February 13, 2023
In Part 1 of our Core API Tutorial series, we learned how to use Core API using a simple integer incrementing example. Here, we’ll show you how to do all the same steps (metric reporting, checkpointing, adaptive hyperparameter search, and distributed training), but instead we’ll use the PyTorch MNIST example. This is the same one used in our Determined PyTorch MNIST Tutorial, which uses one of our Trial APIs (PyTorch API). If you’re curious about the differences between Core API and our Trial APIs, going through both tutorials is a great way to learn!
All the files you’ll need are located here.
Important!
Similar to Part 1, each script builds upon the previous script, and new additions in each .py
file are denoted with a #NEW
comment explaining the addition.
If you are not familiar with Determined, we recommend reading Intro to Determined first, followed by optional Intro to Core API Part 1: Integer Incrementing. Pause here and make sure you have Determined installed, a cluster deployed, and a basic understanding of Determined (config files, command line interface, and WebUI) to follow along.
Let’s get started!
First, make sure the script model_def.py
runs on your machine.

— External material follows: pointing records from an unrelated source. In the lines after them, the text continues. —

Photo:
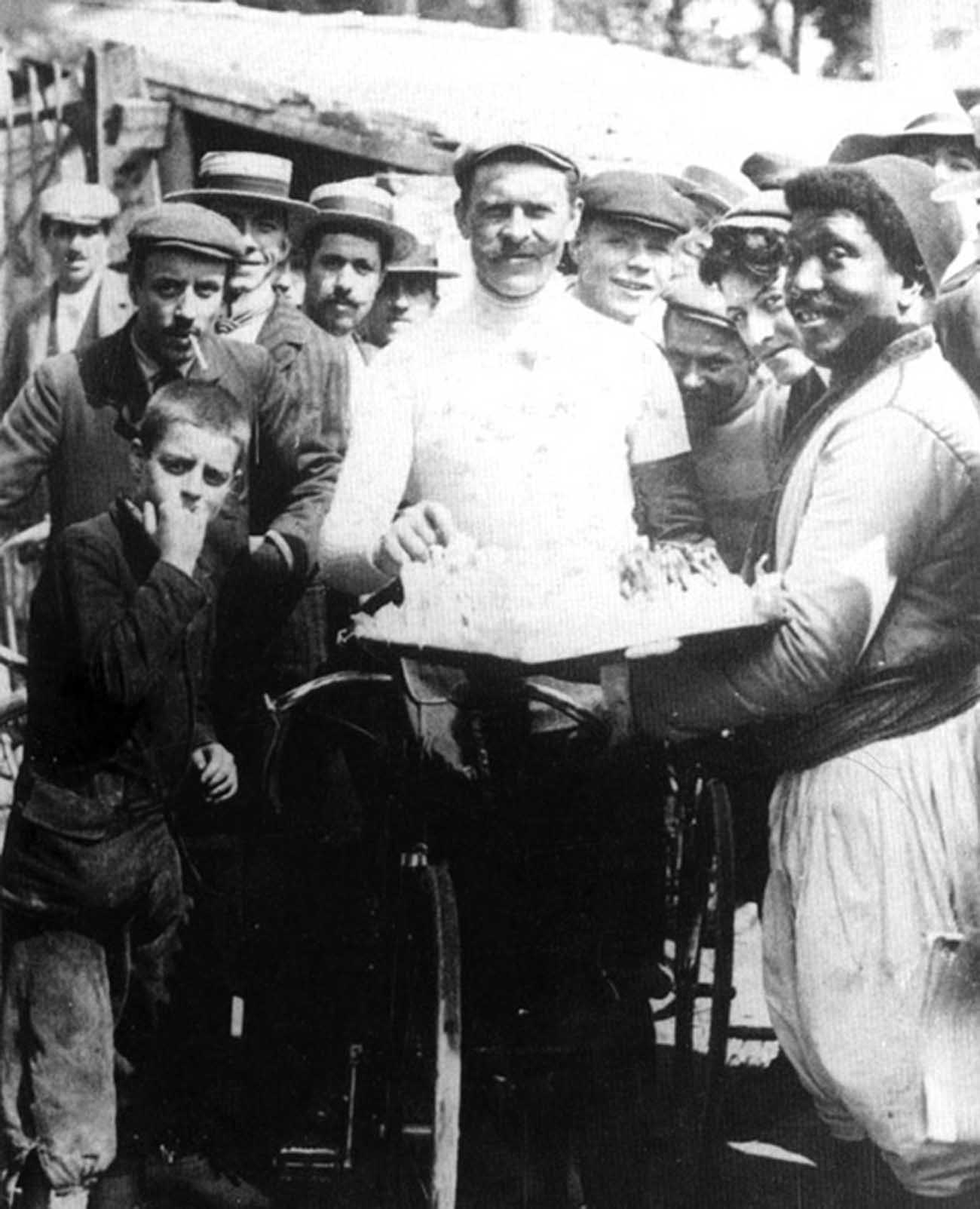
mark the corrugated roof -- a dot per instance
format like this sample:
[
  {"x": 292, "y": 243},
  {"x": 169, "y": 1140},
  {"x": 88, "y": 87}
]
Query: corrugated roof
[{"x": 423, "y": 86}]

This is the same script as main.py
in the PyTorch MNIST example, renamed here for consistency.
Tip: Set the --no_mps
flag according to your system (False
for Macintosh users, True
for Windows users).
Now you are ready to start porting.
As always, we’ll start with a config file. In this section we’ll be working with const.yaml
and model_def.py
.
As explained in part 1, this is the bare minimum configuration needed to run a script on Determined, including experiment name
, entrypoint
, max_restarts
, and the default values for searcher
.
Now we are ready to send the experiment to master via the command line:
Run the experiment in the WebUI using the command:
det e create const.yaml . -f
Navigate to your WebUI at <DET_MASTER>:8080
and click on the experiment you just submitted. It should look like the following:
And the same logs you observed in your terminal when running the script locally should be visible under the Logs tab (it may take a couple minutes):
Now this experiment is successfully running on Determined. On to metric reporting!
In this step we’ll be working with metrics.yaml
and model_def_metrics.py
.
The first thing we’ll need to do is import Determined:
import determined as det
model_def_metrics.py
We’ll need a core.Context object to be able to interact with the master. Once created, our core_context is passed as an argument into main()
, train()
, and test()
, and function headers are modified accordingly.
if __name__ == "__main__":
# NEW: Establish new determined.core.Context and pass to main function
with det.core.init() as core_context:
main(core_context=core_context)
model_def_metrics.py
Now we’ll define a steps_completed variable that will be used to plot metrics on a graph in the WebUI.
# NEW: Calculate steps_completed for plotting test metrics.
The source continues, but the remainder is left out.